It's a fairly complex question.
For instance, Hobbes (1585-1679) started with a belief in a state of nature before civilized gathering. Natural rights were grounded in individual autonomy (literally, "self-law"). The counter to this natural claim was the same right of others, resulting in what he called
Bellum omnium contra omnes ("war of all against all").
So the social contract comes into play: people bargained for safety and gave up some claims to autonomy.
This is sort of the background theory found at the time of the American Revolution. Note well, the fundamental source of "natural rights" is the concept of unfettered autonomy voluntarily bargained away for some manageable sense of order.
So, that form of "natural rights" have more in common with "In those days there was no king in Israel: every man did that which was right in his own eyes." ( Jdg 21:25) than with principle.
Grotius (1583-1645), on the other hand, introduced a different form of individuals' natural rights. He began with self-preservation and derived other natural rights from this. This is consistent with the three posts above.

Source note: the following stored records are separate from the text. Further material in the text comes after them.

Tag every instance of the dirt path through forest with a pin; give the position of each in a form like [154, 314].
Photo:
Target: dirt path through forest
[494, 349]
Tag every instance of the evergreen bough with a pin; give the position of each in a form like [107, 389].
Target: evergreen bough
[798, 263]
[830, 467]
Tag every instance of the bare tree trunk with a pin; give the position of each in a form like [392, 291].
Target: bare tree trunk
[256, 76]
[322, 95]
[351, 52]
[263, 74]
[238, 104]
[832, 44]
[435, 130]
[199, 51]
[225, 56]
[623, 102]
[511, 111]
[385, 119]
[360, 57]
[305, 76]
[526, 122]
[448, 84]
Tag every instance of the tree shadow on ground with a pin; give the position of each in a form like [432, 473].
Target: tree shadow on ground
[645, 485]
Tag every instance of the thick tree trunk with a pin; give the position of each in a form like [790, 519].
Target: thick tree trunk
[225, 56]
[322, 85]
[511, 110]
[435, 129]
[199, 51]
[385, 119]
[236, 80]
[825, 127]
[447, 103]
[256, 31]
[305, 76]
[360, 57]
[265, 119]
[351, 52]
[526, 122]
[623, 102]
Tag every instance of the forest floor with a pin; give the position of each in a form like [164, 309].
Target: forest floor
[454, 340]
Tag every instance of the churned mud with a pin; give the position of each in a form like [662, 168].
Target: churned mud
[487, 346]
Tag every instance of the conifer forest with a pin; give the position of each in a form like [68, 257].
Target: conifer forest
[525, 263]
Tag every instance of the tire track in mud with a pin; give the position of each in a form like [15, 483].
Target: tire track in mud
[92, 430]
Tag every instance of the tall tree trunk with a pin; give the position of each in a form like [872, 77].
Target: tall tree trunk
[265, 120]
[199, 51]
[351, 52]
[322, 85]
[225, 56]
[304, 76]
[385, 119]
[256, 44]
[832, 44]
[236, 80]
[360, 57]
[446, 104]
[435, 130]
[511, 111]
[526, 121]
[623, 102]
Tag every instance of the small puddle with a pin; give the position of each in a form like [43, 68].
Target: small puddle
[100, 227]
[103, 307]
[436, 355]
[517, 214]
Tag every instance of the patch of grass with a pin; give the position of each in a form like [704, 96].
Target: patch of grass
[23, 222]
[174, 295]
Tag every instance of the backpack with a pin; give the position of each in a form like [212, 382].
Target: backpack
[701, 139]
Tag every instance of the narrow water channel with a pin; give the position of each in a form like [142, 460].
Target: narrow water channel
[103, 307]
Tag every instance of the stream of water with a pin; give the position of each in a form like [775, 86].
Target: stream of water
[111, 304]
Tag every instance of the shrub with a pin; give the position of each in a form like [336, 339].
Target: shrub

But Grotius was trying to establish moral consensus in the presence of religious plurality. He sought a set of fundamental laws common to all people, that "even if we were to concede what we cannot concede without the utmost wickedness, that there is no God, these laws would still hold." In the 16th and 17th centuries, this was a radical concept because it implied that the people themselves were sovereign. As time went on, however, the idea took hold, especially in the period leading up to the American Revolution.
I think we see the same debate keep coming up over time. Theonomy, to a large extent, was a reaction against empirical Hobbesianism. So-called R2K discussions echo Grotius. The preamble to the US Constitution seeks to accommodate the social contract theory and the Grotius theory by emphasizing (among other things) common defense and blessings of liberty:
We the People of the United States, in Order to form a more perfect Union, establish Justice, insure domestic Tranquility, provide for the common defense, promote the general Welfare, and secure the Blessings of Liberty to ourselves and our Posterity, do ordain and establish this Constitution for the United States of America.
The Declaration of Independence is more explicit in steering away from Hobbes and grounding rights on Creation by asserting a "self-evident" truth that "all men are created equal, that they are endowed by their Creator with certain unalienable Rights." It also draws on the term of art "law of nature and nature's God," which to the trained ear of the time, meant the Law of God as articulated in Scripture.
So it's a mixed bag, and in our time there is a lot of baggage contained in the term "natural rights." I suspect that most folks nowadays prefer the antinomian-autonomy notion.